Seamplop Cerpen Seseorang

3 2 0
                                    

Di meja belajar, seorang laki-laki membalik-balikkan kedua sisi amplop. Putih, polos, dan lumayan tebal untuk sebuah amplop. Sang pemegang membayangkan kalau isinya uang. Jika benar uang, ia akan membeli barang-barang keinginannya seperti HP baru, pakaian baru, sepatu baru, model rambut baru, jam tangan baru, dan barang-barang kecil baru yang menjadi koleksi laki-laki.

Doarrr!

Lamunan laki-laki itu buyar manakala geluduk terdengar seperti ada di langit di atas rumahnya. "Astagfirullah al-adzim. Ah, geluduk ganggu aja." Tangannya pun meraba-raba permukaan amplop. Dari segi ukuran dan lipatannya, ia yakin kalau isinya tidak sesuai bayangannya.

"Aih, jangan bilang ini salah alamat," gerutu Wahyu, nama laki-laki itu. Jari jemarinya menyobek amplop yang direkatkan. Isi amplop pun terlihat. Sama-sama putih polos. "Oh, ternyata kertas. Semoga bukan surat cinta yang diketik di HVS."

Wahyu mengeluarkan isinya dan menaruh amplop ke meja. Kertas yang dilipat-lipat agar muat di amplop ia buka. Ada lima lembar A4. Satu kertas yang sempat jatuh dipungutnya lagi.

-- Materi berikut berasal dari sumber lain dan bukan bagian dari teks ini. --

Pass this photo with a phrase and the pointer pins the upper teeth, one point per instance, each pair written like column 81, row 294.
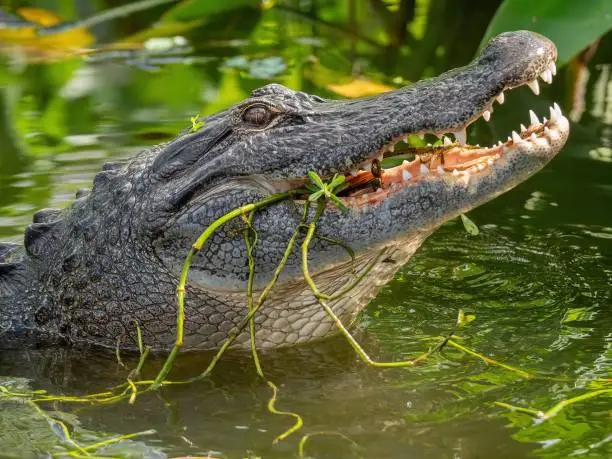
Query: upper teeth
column 461, row 136
column 535, row 87
column 546, row 75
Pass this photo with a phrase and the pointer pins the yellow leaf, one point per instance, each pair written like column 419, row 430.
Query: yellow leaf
column 39, row 16
column 359, row 88
column 52, row 45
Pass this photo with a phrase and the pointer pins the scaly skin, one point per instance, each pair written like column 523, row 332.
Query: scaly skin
column 87, row 273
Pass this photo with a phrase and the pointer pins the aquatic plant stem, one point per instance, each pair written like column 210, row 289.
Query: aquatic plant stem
column 488, row 360
column 250, row 245
column 322, row 300
column 197, row 246
column 556, row 409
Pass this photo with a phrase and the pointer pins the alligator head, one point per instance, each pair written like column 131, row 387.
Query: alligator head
column 114, row 257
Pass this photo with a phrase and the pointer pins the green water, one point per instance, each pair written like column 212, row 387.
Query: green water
column 538, row 277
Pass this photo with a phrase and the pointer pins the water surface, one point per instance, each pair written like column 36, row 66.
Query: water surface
column 537, row 278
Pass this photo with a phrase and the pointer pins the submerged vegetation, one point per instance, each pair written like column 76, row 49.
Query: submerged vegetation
column 402, row 42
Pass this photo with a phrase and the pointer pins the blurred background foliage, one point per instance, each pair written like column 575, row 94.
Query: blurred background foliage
column 87, row 81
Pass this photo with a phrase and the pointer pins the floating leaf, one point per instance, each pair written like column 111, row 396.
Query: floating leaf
column 359, row 88
column 469, row 225
column 194, row 9
column 571, row 25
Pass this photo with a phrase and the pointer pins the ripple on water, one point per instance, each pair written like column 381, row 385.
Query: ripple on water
column 533, row 289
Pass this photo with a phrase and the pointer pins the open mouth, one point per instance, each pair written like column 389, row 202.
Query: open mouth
column 397, row 165
column 372, row 183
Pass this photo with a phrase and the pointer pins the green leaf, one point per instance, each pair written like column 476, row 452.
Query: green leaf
column 314, row 177
column 315, row 196
column 463, row 319
column 195, row 9
column 571, row 24
column 337, row 181
column 469, row 225
column 338, row 203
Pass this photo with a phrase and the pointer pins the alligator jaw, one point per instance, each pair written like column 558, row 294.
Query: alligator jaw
column 455, row 162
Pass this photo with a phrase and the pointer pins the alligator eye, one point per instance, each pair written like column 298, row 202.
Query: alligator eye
column 257, row 115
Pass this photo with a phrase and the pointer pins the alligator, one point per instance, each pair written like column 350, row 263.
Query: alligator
column 89, row 273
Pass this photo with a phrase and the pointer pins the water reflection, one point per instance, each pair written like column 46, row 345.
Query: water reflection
column 537, row 278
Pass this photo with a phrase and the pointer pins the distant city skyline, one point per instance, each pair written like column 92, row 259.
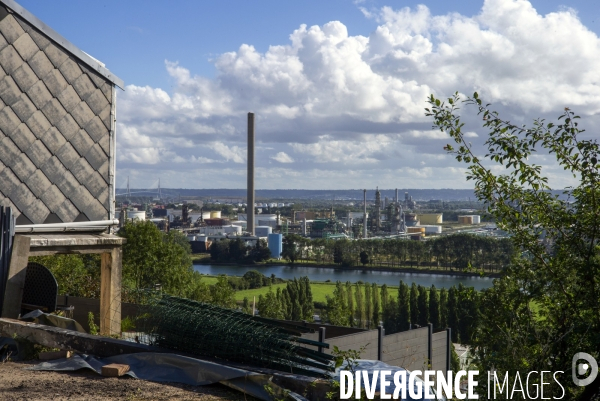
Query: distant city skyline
column 338, row 87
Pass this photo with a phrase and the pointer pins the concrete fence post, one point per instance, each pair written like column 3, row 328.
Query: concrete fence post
column 430, row 344
column 448, row 349
column 321, row 337
column 381, row 334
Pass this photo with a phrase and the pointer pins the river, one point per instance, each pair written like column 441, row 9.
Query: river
column 327, row 273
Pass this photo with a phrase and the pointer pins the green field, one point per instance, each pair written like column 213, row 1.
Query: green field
column 319, row 290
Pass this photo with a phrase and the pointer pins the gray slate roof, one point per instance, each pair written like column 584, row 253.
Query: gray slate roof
column 56, row 129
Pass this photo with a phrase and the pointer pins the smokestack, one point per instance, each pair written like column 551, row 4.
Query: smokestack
column 365, row 217
column 250, row 197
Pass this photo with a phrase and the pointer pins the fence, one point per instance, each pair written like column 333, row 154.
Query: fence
column 417, row 349
column 7, row 232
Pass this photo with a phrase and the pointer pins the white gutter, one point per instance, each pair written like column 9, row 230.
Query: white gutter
column 100, row 225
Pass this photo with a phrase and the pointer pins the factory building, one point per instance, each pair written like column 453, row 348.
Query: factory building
column 431, row 218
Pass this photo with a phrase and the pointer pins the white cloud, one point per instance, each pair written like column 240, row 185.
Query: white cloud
column 282, row 157
column 336, row 100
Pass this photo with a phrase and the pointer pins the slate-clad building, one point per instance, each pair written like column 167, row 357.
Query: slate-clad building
column 57, row 125
column 57, row 156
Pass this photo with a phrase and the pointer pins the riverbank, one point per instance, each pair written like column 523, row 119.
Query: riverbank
column 407, row 270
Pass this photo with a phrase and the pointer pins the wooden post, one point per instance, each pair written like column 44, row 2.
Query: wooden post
column 110, row 292
column 380, row 335
column 13, row 295
column 321, row 337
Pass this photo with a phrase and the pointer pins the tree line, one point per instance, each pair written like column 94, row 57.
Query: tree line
column 294, row 302
column 366, row 305
column 450, row 252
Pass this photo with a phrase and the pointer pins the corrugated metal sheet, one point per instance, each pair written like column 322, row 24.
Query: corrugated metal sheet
column 55, row 128
column 7, row 232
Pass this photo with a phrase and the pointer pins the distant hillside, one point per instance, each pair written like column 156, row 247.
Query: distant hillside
column 417, row 194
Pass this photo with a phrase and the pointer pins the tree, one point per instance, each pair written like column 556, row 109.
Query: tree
column 290, row 247
column 246, row 306
column 364, row 258
column 254, row 278
column 404, row 305
column 337, row 307
column 443, row 308
column 360, row 305
column 368, row 305
column 260, row 252
column 350, row 304
column 559, row 267
column 423, row 304
column 152, row 257
column 434, row 307
column 414, row 304
column 453, row 313
column 376, row 313
column 222, row 294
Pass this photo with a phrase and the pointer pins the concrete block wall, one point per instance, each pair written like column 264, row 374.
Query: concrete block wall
column 407, row 349
column 439, row 351
column 369, row 339
column 55, row 129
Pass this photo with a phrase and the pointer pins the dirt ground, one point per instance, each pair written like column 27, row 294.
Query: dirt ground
column 19, row 384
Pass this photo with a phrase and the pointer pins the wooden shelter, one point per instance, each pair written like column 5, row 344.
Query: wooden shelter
column 57, row 153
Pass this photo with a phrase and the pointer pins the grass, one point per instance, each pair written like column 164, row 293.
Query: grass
column 319, row 290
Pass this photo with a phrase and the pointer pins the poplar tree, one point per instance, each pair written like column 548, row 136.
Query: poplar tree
column 434, row 307
column 350, row 302
column 453, row 314
column 376, row 305
column 414, row 305
column 423, row 304
column 404, row 307
column 443, row 308
column 360, row 305
column 368, row 305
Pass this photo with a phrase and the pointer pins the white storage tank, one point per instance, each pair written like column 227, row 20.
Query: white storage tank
column 275, row 242
column 136, row 215
column 237, row 230
column 262, row 231
column 432, row 229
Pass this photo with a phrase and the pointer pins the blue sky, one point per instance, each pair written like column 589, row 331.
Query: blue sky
column 338, row 86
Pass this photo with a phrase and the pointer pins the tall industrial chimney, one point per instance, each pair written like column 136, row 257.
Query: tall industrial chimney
column 365, row 217
column 250, row 197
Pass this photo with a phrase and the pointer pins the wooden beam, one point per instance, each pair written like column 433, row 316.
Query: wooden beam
column 13, row 293
column 110, row 292
column 114, row 370
column 82, row 250
column 55, row 337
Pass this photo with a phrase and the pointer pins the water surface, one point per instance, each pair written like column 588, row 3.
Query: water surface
column 328, row 273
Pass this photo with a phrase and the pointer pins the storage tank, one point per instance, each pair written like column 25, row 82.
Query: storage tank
column 136, row 215
column 465, row 219
column 275, row 242
column 431, row 218
column 262, row 231
column 237, row 230
column 411, row 219
column 431, row 229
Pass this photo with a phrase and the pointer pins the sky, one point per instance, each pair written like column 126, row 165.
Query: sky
column 338, row 87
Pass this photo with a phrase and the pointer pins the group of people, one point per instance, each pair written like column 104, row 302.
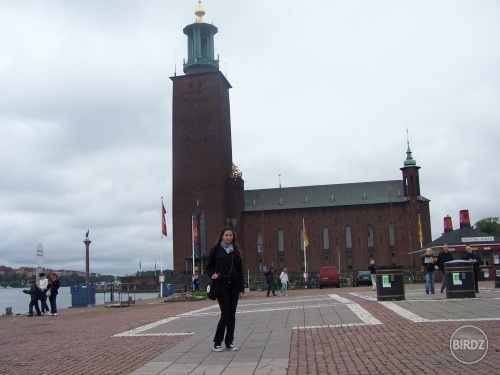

Setiap lembar kertas ia lihat. Semua yang tercantum di sana hanya tulisan ketikan. Melihatnya saja sudah membuat Wahyu malas, apalagi sampai membacanya. Kertas-kertas itu pun ia masukkan ke dalam laci meja belajar. Aktivitasnya beralih ke HP untuk membuka aplikasi game.

***

'Kalo diingat-ingat, kemarin kami sekelas Olahraga. Kemungkinan di saat itulah sang pemberi tulisan-tulisan yang membosankan menaruhnya di tasku,' pikir Wahyu dalam hati.

"Bum!" Pukulan dari belakang ke kedua pundak Wahyu yang lumayan keras berhasil melonjakkan Wahyu.

"Naudzubillah min dzalik," seru Wahyu. Ia berbalik dan memukul jidat sahabat eratnya, Gibran. "Sialan lo!" kesalnya.

Gibran meletakkan tangan kanannya ke kening. "Ah, lo juga sialan. Ada apa, sih? Tumben ngelamun. Cerita ke gue, dong."

"Tapi jangan di sini. Ke tempat biasa aja. Ayo!" Wahyu keluar kelas, diikuti oleh Gibran.

Kedua siswa laki-laki yang tampak urakan itu duduk di atas pohon. Kehadiran mereka jarang diketahui banyak orang.

"Kemarin malam gue nemuin amplop yang tebel di tas gue. Ini beda, lo. Isinya bukan surat cinta, puisi cinta, atau apalah yang berkaitan dengan fans."

"Emang apa?"

"Cerpen lima lembar." Wahyu melebarkan matanya. "Bayangkan."

Gibran tertawa mendengar itu. Baru pertama kali ia mendengar cerita seperti momen Wahyu. "Udah lo baca belum?"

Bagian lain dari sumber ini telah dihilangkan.